A trama se inicia com a morte de Salvador Iglesias, lendário presidente dos Cuervos de Nuevo Toledo. Um presidente que ajudou a construir uma bonita história, fazendo o time sair do nada para ganhar respeito nacional, além de se tornar o orgulho de um povo.

O problema é que os Cuervos jamais foram campeões mexicanos. Aliás, eles foram vice em 5 oportunidades. Sei como é.
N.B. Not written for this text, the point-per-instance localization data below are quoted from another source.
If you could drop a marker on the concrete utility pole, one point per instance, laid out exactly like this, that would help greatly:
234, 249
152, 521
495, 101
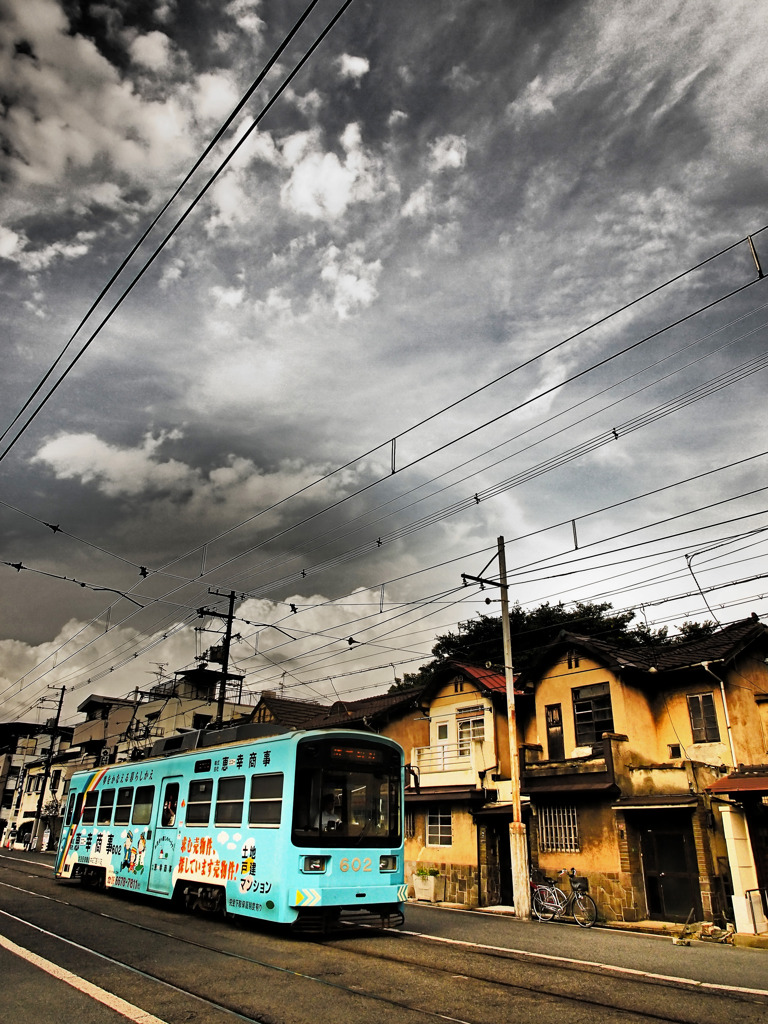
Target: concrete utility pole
46, 774
517, 840
224, 652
Com a morte de Salvador há uma disputa entre os irmãos Chava e Isabel. Em uma sociedade extremamente machista como é a do México, era óbvio que Chava ocuparia o cargo. O fato de Isabel ser muito mais competente parece ser algo irrelevante.

Esse início de temporada atribulado só poderia resultar em várias turbulências e é isso o que vemos nesses 13 ótimos episódios.

Chava é ambicioso. Ele quer transformar o time em uma potência mundial, só não sabe como. É impressionante como ele consegue fazer tudo errado. Chega a ser irritante, mas também engraçado.

As discussões de Chava e Isabel são um dos pontos altos do seriado, muito pela competência de Mariana Treviño e Luis Gerardo Méndez.

Em alguns momentos Club de Cuervos quase descamba para um dramalhão mexicano, mas aí ele consegue se segurar e retomar o padrão. A linha que separa o sério do caricato eventualmente é bem tênue aqui e talvez isso seja um dos charmes do seriado.

Muitas situações relacionadas ao mundo do futebol são abordadas com maestria na primeira temporada, às vezes com humor e às vezes puxando mais para o lado emotivo da coisa. Há um atacante que acha que não faz gols por estar amaldiçoado, jogadores fingindo contusão, estrelinhas que se consideram maiores do que o clube, um jogador prestes a se aposentar, noitadas regadas a mulheres e drogas e muito mais.

Infelizmente, Club de Cuervos fica devendo nas sequências dos jogos em si. Poucos atores ali são acima da média jogando bola e talvez isso tenha impossibilitado a realização de cenas plásticas ou mesmo intensas de futebol. Que eu me lembre, só um episódio se destacou nesse sentido.

Mas Club de Cuervos acerta muito mais do que erra. E para fechar com chave de ouro, o final da temporada é totalmente em aberto e nos deixa ansiosos para o que virá a seguir.

Se você gosta de futebol as chances de ficar satisfeito são grandes.